Conventional Tree Structure
Typical network layouts do not work in massively scalable environments because, if an enterprise is planning the network for a classic standalone setup, the maximum target size is known and usually limited to a certain number of servers. If more ports are required, the switch cascade continues on the underlying switch levels, illustrating the disadvantages of the tree structure. On the one hand, the admin is confronted sooner or later with the Spanning Tree Protocol (STP) – long-suffering networkers can tell many a tale of this – and on the other hand, only a fraction of the performance that the main switch could provide actually reaches the final members of such a cascade.
In massively scalable environments, the central premise on which the tree approach described here is founded falls away – the target scale-out is completely unknown. A new customer might want to launch 600 virtual machines on the fly. Depending on the configuration, for the provider, this means they need to add dozens of servers to the racks virtually overnight because the customer will otherwise lease from Amazon, Microsoft, or Google.
At least the total number of required ports is a known value on which planners can base their calculations for the setup.
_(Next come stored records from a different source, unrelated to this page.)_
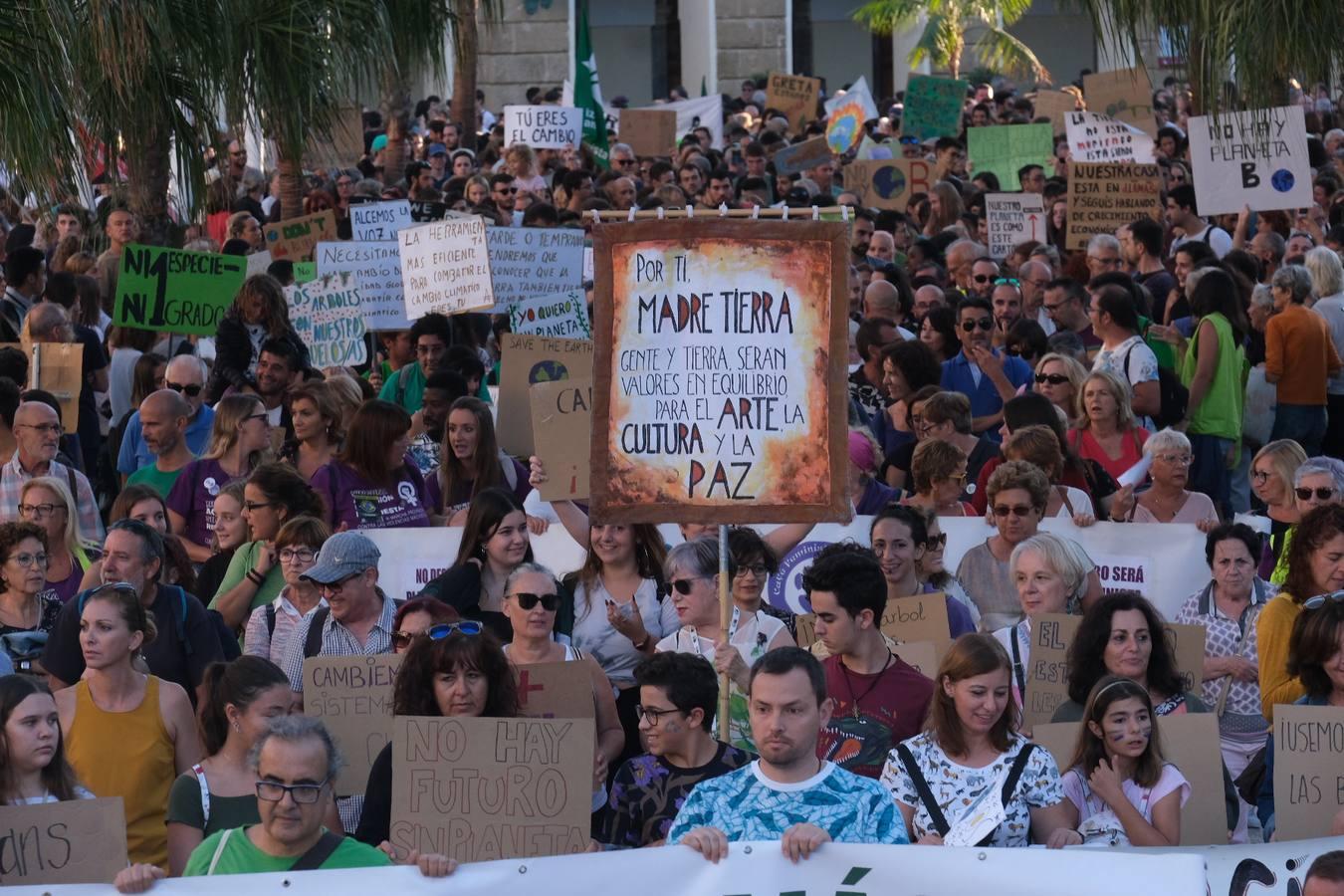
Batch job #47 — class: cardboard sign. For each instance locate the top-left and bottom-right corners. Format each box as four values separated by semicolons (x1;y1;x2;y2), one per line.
619;109;676;158
396;218;495;321
495;334;592;458
514;662;596;719
1064;161;1163;249
391;716;595;862
0;796;126;887
262;208;336;262
1272;704;1344;839
285;272;368;369
1030;712;1231;846
112;245;247;336
317;239;410;331
844;158;936;211
304;653;402;796
349;199;414;242
967;124;1055;189
771;137;832;177
504;107;583;149
761;72;821;131
1190;107;1313;216
591;219;849;523
901;74;971;142
1083;66;1157;139
508;290;592;338
529;379;592;501
986;193;1045;261
485;226;583;313
1064;112;1153;162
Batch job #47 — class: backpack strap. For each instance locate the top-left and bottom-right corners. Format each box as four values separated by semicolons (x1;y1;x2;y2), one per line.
896;745;952;837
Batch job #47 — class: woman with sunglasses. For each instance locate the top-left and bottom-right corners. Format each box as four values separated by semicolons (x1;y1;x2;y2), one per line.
243;516;331;665
354;619;523;849
504;562;625;811
166;395;270;562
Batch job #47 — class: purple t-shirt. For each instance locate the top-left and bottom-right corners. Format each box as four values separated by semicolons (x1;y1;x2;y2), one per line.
312;455;430;530
166;458;241;546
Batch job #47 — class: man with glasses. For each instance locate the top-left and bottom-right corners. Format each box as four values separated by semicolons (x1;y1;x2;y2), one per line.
0;402;104;540
942;296;1030;442
598;653;752;846
115;715;457;893
116;354;215;485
If dozens of servers suddenly find their way into the data center, the network infrastructure needs to grow at the same rate, which cannot be done with tree-like setups and switch cascades.
Admins come under attack from another corner: It is by no means certain three years after the original setup that you will still be able to buy the same network hardware on which you initially relied. Even with devices by the same manufacturer, later models are not guaranteed to be compatible with their predecessors. Detailed tests are therefore needed in such scale-out cases, as they are in cases where admins are looking to replace legacy network hardware with newer, more powerful components.
If you need to install devices from other manufacturers for a later scale-out, you risk a total meltdown: Although all the relevant network protocols are standardized, if you have ever tried to combine devices from different manufacturers, you are well aware that the interesting thing about standards is that there are so many of them.